MEET THE AUTHOR
Rosemary Collins speaks to LUCINDA HAWKSLEY – historian, lecturer and Charles Dickens’s 3x great granddaughter
Why did you want to write about Katey Dickens? She was somebody who I’d always been aware of since childhood. My parents used to own a painting of her which is sadly no longer in the family, and then when I was doing my Master’s degree she just kept appearing when I was researching other artists. She was friends with all of the major artists of her time, modelled for Millais twice and was a very well-respected artist herself, although she is completely forgotten about today. It’s extraordinary how people don’t remember her, even given that extra factor of being Charles Dicken’s daughter.
So I realised that this woman was somebody who needed a biography – her life was so fascinating and she was a really great artist as well. And it amazes me how few people except the most fervent Dickensians have ever heard of her name.

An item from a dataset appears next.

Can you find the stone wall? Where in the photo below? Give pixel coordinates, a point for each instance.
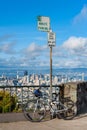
(77, 91)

What’s it like writing a biography of someone that you’re related to? It’s a very different process to research a relation, as anybody who does genealogy will know. You feel that connection. I felt that I could understand more about Katey and her father, the way that they behaved, because of the family characteristics that relatives still have today. Frequently when I was researching her I’d think “Oh gosh, that’s just like so-and-so”, or “Oh wow, I can imagine what that would have been like because that’s what so-and-so does.”
How does the new edition of this book differ from the first edition from 2006?
A lot of Katey’s paintings are still owned by the families of the people who she painted. That’s why I updated the book, because so many people contacted me when the first book came out and said, “Wow, now I know who painted my great grandmother.” It was great that I was able to get a lot of information from them about paintings I’d seen that had been exhibited but I didn’t know where they’d gone to.